Se l’ultima apparizione di Boniperti coincide con la prima di Mazzola, inevitabilmente in campo non c’è partita. Nove gol della Juve, sei dei quali firmati da Sivori, e uno dell’Inter, autore Mazzola su rigore. «All’inizio eravamo un po’ imbarazzati – chiarisce Boniperti – e non avremmo voluto infierire. Ma Sivori inseguiva il Pallone d’oro, che poi avrebbe conquistato, e ci teneva a segnare il più possibile». Degli undici sbarbatelli schierati da Meazza, Mazzola sarà l’unico a diventare un campione, mentre il portiere Annibale e l’attaccante Guglielmoni avrano una carriera appena discreta.

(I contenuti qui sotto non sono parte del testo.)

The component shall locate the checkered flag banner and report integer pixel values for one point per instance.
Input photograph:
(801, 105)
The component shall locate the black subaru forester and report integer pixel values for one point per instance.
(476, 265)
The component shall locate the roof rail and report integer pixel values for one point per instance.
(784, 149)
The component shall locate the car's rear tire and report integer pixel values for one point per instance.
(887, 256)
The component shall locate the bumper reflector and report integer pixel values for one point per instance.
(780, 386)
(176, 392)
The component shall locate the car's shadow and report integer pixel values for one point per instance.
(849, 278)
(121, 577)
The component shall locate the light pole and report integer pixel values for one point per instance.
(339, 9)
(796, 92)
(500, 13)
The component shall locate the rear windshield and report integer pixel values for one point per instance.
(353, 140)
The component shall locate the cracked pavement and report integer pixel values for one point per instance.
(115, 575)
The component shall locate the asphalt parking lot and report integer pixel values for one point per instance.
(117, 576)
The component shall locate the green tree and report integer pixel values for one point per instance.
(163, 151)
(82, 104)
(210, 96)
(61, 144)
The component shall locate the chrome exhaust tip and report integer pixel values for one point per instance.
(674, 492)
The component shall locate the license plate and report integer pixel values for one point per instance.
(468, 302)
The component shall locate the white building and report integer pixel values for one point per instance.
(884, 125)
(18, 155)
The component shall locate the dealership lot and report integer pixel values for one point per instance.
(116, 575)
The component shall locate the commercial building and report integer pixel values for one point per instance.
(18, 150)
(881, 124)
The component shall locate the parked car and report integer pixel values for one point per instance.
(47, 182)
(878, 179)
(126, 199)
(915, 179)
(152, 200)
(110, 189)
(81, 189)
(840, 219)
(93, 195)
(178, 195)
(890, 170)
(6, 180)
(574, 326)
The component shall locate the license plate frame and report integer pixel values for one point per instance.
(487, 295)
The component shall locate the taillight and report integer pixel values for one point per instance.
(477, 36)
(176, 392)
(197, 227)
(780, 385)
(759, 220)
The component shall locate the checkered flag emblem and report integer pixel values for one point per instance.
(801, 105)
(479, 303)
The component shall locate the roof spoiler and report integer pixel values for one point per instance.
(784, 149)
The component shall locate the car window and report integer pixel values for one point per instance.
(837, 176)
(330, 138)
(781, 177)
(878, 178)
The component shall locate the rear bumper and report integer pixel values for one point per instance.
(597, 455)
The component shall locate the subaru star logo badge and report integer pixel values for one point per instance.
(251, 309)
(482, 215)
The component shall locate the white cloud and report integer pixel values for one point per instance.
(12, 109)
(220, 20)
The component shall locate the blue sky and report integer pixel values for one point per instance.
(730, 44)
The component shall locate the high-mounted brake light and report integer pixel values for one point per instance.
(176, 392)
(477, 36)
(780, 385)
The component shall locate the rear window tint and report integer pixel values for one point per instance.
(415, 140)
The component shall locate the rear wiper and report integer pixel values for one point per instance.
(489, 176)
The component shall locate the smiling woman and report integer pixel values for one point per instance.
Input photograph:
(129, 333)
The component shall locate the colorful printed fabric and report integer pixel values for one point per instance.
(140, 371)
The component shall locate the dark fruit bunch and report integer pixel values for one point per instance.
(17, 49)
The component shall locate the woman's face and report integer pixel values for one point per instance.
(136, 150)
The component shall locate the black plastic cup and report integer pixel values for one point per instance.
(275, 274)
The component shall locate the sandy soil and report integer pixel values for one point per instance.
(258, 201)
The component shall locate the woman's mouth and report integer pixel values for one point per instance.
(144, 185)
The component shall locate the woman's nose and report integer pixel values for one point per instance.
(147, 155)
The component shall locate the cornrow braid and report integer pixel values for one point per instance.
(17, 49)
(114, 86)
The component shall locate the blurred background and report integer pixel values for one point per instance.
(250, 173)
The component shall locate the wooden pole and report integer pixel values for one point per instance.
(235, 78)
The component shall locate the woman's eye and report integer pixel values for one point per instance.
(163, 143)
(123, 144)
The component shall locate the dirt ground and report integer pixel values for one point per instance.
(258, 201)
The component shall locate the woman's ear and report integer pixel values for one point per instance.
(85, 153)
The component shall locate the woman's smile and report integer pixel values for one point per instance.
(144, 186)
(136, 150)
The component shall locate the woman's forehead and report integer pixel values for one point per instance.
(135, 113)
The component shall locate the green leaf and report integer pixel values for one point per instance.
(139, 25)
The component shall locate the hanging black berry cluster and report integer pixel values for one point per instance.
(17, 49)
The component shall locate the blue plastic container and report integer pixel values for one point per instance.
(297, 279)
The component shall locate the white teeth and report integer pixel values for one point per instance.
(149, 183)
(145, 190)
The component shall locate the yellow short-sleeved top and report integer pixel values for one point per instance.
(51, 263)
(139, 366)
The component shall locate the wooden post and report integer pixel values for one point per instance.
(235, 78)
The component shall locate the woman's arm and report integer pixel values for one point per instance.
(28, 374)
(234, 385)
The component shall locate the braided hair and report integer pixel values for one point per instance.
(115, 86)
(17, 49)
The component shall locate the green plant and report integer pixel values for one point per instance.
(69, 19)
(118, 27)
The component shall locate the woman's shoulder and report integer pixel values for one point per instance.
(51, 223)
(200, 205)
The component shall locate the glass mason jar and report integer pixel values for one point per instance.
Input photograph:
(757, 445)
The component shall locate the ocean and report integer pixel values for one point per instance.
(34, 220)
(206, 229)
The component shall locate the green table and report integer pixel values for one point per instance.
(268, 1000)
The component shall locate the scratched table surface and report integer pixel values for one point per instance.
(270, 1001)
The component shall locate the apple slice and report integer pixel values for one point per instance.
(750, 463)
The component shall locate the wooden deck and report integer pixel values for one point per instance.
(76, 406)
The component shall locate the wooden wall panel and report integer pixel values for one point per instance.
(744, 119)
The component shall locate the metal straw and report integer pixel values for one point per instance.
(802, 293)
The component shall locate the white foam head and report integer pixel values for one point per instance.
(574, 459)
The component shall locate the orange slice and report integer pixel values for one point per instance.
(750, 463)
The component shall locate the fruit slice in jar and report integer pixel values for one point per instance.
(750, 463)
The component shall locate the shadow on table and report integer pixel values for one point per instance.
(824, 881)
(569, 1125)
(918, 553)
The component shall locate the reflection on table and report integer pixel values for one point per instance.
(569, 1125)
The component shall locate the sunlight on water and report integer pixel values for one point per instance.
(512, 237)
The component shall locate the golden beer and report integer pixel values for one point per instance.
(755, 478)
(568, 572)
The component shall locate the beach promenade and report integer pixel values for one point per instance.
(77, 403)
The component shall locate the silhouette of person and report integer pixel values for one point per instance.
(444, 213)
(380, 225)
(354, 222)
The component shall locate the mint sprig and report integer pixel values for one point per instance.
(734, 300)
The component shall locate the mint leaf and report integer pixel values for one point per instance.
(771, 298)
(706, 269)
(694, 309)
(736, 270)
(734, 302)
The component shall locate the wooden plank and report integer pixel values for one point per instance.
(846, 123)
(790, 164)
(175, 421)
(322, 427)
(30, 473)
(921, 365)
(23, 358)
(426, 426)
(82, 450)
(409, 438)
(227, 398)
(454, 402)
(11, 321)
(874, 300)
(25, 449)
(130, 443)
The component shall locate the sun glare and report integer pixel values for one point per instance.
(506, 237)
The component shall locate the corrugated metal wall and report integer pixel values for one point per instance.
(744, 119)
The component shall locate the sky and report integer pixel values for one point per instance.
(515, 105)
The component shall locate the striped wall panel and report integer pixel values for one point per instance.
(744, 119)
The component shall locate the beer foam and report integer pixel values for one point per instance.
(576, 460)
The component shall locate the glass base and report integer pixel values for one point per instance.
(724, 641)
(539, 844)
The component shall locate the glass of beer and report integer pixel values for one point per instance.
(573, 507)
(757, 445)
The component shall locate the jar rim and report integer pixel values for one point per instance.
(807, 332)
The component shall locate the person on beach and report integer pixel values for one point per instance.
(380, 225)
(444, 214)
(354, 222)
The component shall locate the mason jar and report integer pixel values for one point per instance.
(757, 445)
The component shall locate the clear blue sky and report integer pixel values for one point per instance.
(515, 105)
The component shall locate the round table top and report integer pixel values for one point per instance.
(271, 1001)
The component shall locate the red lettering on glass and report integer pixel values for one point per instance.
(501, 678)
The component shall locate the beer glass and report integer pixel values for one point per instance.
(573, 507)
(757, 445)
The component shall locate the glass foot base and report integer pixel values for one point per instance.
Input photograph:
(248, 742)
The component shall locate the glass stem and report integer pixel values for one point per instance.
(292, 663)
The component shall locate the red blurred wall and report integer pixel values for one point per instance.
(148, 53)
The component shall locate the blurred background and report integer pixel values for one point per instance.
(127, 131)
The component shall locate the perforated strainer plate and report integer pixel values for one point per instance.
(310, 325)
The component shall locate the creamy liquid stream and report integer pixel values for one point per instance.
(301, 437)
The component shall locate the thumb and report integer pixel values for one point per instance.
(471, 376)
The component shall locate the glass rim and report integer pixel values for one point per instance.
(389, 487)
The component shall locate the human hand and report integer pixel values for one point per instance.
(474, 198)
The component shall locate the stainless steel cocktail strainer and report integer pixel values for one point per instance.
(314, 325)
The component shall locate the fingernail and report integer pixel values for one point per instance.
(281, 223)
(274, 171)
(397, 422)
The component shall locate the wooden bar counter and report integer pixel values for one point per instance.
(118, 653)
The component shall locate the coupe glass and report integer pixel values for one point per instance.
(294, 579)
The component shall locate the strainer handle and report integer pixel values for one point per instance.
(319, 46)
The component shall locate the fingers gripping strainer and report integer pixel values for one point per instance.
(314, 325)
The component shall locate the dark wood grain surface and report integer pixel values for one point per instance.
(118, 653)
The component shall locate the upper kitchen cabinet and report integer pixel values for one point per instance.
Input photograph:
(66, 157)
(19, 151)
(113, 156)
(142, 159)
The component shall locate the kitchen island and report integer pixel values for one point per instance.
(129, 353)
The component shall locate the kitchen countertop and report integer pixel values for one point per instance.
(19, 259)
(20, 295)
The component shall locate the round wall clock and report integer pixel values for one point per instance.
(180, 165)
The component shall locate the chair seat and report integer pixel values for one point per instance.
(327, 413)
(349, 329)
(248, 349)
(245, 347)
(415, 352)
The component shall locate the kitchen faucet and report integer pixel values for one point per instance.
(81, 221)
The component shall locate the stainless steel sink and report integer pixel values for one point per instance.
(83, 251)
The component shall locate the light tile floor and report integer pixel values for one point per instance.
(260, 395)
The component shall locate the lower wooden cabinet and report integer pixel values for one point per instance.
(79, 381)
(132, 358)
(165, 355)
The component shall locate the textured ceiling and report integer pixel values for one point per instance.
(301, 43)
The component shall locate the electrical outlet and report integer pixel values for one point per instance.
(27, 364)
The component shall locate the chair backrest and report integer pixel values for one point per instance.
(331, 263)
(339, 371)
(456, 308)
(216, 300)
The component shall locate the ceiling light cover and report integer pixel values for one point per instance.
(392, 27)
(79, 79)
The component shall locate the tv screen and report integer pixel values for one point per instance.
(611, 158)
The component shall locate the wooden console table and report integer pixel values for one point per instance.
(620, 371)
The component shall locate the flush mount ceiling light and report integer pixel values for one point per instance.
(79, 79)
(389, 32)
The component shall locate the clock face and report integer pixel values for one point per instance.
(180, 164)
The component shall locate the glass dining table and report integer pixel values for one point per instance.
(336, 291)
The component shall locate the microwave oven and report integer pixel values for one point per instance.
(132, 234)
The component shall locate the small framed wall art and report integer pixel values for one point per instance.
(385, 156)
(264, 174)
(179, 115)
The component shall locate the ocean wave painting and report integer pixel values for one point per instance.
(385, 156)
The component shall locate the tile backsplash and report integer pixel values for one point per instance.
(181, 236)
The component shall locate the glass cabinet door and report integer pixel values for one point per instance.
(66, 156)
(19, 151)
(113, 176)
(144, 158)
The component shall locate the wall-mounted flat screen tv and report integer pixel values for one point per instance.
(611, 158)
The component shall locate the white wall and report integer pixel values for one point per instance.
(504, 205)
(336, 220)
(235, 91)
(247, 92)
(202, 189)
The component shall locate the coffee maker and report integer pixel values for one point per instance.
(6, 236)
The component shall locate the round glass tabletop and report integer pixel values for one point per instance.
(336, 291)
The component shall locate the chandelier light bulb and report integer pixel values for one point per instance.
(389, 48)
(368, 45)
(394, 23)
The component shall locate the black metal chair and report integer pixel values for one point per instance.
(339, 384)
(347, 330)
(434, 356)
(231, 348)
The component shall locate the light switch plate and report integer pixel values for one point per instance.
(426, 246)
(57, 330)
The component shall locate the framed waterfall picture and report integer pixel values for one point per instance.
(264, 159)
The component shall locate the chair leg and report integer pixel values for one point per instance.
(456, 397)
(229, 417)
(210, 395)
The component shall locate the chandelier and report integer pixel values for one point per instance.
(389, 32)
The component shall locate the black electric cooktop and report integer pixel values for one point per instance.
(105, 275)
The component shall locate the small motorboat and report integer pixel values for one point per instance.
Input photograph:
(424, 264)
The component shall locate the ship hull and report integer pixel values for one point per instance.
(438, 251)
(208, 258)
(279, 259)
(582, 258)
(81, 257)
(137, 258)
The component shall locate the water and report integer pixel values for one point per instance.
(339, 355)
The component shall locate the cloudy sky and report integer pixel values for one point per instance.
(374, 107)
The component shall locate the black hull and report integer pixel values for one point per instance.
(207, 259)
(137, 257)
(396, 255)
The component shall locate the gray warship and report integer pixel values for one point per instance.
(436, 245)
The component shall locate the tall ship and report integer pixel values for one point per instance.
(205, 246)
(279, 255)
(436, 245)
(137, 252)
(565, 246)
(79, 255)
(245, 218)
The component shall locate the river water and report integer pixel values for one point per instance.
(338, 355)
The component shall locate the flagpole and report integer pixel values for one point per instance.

«Quel sabato a Torino – sottolinea Mazzola – il marcatore di Sivori era Morosi, che sognava di ripresentarsi al suo paese dopo aver bloccato il fuoriclasse argentino. Invece Sivori segnò sei volte e Morosi, disperato, mi confessò che per lui sarebbe stato difficile tornare a casa».
Il campionato 1960-61 va in archivio con la Juve campione a quota 49. Il Milan è staccato di quattro punti e l’Inter di cinque. Per i nerazzurri il giorno della rivincita arriverà dopo poco più di quattro mesi dopo il 22 ottobre 1961, allorché vinceranno per 4-2 sul campo della Juve, che concluderà il campionato al dodicesimo posto, il peggior piazzamento della sua storia, nonostante ci siano ancora Charles, Sivori, Mora e Nicolè. «Ma non c’ero più io» azzarda Boniperti, chissà quanto scherzosamente…

IL TABELLINO

TORINO, 10 GIUGNO 1961
JUVENTUS INTER 9-1
Juventus: Mattrel; Emoli, Sarti; Boniperti, Cervato, Colombo; Mora, Charles, Nicolè, Sivori, Stacchini.
Inter: Annibale; Riefolo, Tacchini; Morosi, Masotto, Dalmaso; Manini, A. Mazzola, Fusari, Guglielmoni, Ghelli.
Reti: 11′ Sivori, 12′ Sivori, 17′ Sivori, 52′ aut. Riefolo, 54′ Sivori, 64′ Nicolè, 67′ Sivori, 78′ Mazzola (IN) rig., 79′ Mora, 90′ Sivori rig.